Autofocus: DSLRs have better autofocus features compared to point-and-shoot cameras, allowing you to focus and shoot faster to capture more high-quality images.
Battery life: DSLRs don’t require the digital screen to be on all the time, so they use very little power, extending battery life.
The disadvantage of DSLRs.
While digital cameras allow you to see your shot immediately after it’s taken, unlike film that you have to develop, what you see in the viewfinder still may not be exactly what’s exposed to the image sensor in a DSLR camera. That’s because DSLRs rely on the mirror for some of their focusing, something which photographer Derek Boyd points out can be problematic. You might not get a good look at exactly what your camera captured until you’re editing your shots.
With a mirrorless camera, you get what you see — the image you see is exactly what is exposed to the sensor. That allows you to fine-tune camera adjustments better in the moment. While you can still adjust in the moment with DSLR, there may end up being more issues to clean up in editing, due to the discrepancy between the viewfinder and what is exposed to the sensor.

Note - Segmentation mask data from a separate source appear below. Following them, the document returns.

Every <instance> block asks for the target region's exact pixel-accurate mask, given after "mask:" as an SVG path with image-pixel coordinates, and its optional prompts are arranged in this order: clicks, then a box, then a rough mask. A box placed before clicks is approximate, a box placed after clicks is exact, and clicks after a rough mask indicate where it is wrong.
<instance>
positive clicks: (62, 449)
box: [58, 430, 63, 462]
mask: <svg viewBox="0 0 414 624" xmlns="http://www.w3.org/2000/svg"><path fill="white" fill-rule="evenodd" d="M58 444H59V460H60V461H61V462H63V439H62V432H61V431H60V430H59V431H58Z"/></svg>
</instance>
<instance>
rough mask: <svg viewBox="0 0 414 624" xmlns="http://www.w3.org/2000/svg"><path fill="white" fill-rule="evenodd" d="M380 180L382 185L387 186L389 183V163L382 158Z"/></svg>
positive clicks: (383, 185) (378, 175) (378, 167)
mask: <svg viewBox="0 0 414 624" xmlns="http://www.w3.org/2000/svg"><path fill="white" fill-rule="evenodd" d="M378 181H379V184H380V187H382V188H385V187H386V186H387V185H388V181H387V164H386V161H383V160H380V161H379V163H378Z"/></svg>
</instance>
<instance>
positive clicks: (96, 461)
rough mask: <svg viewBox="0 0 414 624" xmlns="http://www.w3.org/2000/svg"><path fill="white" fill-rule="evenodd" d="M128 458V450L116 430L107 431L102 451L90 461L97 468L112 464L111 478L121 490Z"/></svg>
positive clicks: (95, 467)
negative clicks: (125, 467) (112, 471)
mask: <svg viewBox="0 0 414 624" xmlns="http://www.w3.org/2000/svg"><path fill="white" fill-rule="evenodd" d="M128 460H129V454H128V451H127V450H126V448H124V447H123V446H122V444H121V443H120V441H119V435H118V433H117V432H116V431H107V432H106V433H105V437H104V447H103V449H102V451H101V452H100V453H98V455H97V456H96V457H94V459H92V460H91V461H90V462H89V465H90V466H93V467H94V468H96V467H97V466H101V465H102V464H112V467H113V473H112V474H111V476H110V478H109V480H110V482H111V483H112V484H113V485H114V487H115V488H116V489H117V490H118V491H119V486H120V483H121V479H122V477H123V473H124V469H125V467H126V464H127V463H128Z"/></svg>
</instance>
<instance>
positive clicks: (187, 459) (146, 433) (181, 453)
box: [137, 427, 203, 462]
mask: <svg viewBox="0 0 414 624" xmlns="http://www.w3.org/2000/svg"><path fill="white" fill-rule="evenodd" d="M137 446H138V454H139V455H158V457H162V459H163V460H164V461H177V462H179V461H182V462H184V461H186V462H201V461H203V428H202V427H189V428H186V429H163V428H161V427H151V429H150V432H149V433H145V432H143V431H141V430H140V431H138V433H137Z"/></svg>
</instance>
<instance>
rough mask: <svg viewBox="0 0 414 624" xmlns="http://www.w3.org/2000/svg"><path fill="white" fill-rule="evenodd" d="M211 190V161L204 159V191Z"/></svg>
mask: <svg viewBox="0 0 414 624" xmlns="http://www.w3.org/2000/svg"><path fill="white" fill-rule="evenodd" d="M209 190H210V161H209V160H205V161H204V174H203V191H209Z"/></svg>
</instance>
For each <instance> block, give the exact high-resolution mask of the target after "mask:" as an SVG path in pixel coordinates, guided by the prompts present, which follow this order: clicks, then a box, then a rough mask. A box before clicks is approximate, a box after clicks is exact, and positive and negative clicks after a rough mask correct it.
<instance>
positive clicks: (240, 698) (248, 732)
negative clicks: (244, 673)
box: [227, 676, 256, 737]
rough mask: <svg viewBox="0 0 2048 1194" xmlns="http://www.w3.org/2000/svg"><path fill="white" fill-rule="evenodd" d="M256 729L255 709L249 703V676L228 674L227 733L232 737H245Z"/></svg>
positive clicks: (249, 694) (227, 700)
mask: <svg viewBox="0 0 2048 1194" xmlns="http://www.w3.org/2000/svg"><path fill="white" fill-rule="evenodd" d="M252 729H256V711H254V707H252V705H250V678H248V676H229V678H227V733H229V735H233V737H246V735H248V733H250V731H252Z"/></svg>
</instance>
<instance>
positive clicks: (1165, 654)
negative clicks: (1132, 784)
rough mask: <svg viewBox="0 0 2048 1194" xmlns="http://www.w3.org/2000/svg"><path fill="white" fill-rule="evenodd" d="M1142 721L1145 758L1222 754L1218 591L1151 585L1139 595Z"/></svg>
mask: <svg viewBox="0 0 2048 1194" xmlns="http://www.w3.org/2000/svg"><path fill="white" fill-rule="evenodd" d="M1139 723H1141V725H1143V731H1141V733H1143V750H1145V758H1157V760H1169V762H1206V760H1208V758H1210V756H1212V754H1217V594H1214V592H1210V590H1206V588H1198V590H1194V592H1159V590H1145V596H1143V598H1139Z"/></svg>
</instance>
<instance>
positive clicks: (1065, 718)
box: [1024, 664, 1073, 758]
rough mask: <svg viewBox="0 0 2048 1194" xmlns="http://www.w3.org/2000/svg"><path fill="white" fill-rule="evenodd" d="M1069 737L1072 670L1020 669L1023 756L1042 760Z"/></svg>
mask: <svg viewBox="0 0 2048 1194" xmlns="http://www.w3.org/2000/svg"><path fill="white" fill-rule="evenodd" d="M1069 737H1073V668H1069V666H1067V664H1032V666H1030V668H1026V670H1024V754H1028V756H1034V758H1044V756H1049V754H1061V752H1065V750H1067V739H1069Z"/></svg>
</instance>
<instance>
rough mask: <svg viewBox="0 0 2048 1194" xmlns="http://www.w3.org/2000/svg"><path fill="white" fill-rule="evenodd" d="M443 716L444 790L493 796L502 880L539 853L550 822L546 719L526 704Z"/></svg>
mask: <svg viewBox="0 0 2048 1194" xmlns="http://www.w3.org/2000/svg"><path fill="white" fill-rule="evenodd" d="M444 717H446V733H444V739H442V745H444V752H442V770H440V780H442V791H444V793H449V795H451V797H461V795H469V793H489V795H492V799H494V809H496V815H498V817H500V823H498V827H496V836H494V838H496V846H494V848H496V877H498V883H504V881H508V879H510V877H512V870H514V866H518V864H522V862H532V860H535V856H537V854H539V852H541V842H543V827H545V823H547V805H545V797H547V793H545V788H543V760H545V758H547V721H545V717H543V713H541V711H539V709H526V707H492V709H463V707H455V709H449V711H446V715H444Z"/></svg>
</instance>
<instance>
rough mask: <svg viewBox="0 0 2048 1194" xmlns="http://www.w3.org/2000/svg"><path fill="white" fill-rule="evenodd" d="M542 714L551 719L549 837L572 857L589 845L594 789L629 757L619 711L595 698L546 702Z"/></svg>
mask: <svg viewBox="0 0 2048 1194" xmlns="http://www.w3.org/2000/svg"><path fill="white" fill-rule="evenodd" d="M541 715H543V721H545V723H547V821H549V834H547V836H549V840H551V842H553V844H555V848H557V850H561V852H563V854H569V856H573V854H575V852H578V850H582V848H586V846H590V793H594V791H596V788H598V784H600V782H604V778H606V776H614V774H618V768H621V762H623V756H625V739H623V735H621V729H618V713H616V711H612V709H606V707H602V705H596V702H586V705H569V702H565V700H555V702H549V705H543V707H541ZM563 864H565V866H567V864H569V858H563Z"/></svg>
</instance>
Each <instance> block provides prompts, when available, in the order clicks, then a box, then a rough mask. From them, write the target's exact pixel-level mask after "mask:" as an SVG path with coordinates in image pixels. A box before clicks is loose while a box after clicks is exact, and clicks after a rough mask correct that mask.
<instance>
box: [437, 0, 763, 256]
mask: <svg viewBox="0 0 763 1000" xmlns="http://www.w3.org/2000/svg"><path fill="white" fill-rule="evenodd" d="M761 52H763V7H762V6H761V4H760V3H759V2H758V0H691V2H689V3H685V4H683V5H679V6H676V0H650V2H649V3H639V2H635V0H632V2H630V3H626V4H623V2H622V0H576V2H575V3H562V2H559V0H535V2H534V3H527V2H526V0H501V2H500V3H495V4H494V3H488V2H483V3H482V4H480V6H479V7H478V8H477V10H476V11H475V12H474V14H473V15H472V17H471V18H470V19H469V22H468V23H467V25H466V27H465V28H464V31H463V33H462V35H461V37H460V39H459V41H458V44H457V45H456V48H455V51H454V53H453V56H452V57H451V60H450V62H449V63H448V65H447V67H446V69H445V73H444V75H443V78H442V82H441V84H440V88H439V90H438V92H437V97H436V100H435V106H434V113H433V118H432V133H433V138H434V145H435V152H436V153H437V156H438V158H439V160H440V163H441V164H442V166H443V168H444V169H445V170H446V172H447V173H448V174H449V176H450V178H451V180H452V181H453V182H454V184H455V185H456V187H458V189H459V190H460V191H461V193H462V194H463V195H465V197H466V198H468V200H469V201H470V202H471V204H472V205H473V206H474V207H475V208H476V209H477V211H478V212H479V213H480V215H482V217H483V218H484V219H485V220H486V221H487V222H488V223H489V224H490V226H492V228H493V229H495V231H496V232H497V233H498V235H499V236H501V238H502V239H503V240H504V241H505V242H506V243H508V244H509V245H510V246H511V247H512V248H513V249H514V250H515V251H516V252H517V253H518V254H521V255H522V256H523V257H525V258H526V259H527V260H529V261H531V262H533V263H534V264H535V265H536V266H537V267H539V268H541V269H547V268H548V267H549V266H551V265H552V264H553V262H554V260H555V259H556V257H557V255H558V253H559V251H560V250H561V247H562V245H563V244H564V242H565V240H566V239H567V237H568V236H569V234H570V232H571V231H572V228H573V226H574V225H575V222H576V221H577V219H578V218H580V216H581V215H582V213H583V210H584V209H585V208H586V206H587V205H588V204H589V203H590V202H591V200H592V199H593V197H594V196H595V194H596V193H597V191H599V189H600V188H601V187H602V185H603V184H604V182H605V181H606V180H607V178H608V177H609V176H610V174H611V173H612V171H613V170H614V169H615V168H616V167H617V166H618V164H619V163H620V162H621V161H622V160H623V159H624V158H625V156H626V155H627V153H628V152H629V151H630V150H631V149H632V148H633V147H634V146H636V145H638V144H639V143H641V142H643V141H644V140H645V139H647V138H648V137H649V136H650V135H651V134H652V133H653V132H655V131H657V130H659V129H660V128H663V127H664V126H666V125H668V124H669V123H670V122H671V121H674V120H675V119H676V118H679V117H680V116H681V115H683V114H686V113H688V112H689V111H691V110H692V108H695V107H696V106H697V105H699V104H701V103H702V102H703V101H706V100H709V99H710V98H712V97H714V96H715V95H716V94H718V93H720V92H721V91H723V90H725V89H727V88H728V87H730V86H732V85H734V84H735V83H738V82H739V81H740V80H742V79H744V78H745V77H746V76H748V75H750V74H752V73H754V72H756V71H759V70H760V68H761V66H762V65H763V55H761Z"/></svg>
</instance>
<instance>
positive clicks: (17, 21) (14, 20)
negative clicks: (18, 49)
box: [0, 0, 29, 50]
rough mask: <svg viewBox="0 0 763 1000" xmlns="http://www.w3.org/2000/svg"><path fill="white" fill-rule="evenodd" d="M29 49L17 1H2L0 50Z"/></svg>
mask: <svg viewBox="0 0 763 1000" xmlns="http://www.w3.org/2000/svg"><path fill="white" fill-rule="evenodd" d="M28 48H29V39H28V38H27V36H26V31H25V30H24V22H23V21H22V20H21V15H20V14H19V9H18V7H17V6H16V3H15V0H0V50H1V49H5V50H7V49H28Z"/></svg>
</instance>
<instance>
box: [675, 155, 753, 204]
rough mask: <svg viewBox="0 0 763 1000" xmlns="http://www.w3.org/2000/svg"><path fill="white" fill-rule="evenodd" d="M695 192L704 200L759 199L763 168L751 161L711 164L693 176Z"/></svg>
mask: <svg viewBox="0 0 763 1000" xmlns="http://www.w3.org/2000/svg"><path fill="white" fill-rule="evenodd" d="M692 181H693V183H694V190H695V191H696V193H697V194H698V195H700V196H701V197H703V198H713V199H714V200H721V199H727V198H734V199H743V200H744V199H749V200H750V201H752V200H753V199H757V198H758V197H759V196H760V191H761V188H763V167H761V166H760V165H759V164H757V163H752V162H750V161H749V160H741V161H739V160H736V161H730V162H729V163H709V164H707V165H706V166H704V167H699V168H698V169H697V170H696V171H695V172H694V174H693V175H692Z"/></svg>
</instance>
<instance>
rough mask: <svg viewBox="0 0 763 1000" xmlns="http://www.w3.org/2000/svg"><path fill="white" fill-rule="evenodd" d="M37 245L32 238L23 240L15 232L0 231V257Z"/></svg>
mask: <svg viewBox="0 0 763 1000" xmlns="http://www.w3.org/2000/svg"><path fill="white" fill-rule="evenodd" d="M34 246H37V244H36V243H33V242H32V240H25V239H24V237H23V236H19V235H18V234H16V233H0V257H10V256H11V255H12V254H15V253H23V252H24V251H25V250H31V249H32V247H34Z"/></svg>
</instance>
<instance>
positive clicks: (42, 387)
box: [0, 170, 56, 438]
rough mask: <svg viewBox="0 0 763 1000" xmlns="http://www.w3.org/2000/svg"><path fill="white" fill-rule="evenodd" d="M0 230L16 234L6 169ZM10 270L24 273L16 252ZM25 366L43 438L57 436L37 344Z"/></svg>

When it comes to editing, becoming accustomed to what your DSLR does can come with a learning curve. “Preparing a raw file before retouching or color editing took some adjustment when I moved to digital,” says DSLR photographer Stephen Klise. “All the light and color reacted differently from what I learned — you get a lot of pronounced reds and that was very new for me.”
With Adobe Photoshop Lightroom, there are many ways to edit and enhance your photos, as well as photo filters to help with your camera’s unique color correction issues.
Adjust light and color: See how to fine-tune white balance, color saturation, and make other tweaks to your photos using Lightroom’s Light panel.
Remove photo tints: You can remove a color cast on a photo, made by the lighting conditions of your shot, in a few quick steps with Lightroom.
Make colors pop: Use the Vibrance and Saturation sliders to increase color intensity in your photos.
Mirrorless or DSLR?
DSLRs are durable, versatile in their ability to pair with numerous lenses and attachments, have great battery life and give you a higher shooting speed with better autofocusing — these are the reasons photographers love this type of camera. But there is a difference between what you see in the viewfinder and what is in the exposure, an issue you won’t get with mirrorless cameras.
Both styles typically offer continuous shooting (or burst mode) as well as image stabilisation settings, but mirrorless cameras really shine over DSLR when it comes to video recording. To simplify, the mirror in a DSLR makes focusing video more difficult than with a mirrorless camera, which can better capture full HD video. Mirrorless cameras are also lighter and more compact, as the camera body needs space for only a sensor, instead of a whole mirror system. Gain some insight on mirrorless cameras from music photographer Chad Wadsworth, an early adopter of the camera type.
The best DSLR or camera for you will depend on the subject you intend to shoot and the situation you intend to shoot in. Different DSLR models and lenses offer different benefits, but armed with this knowledge, the search for the right camera for you should be an easier one.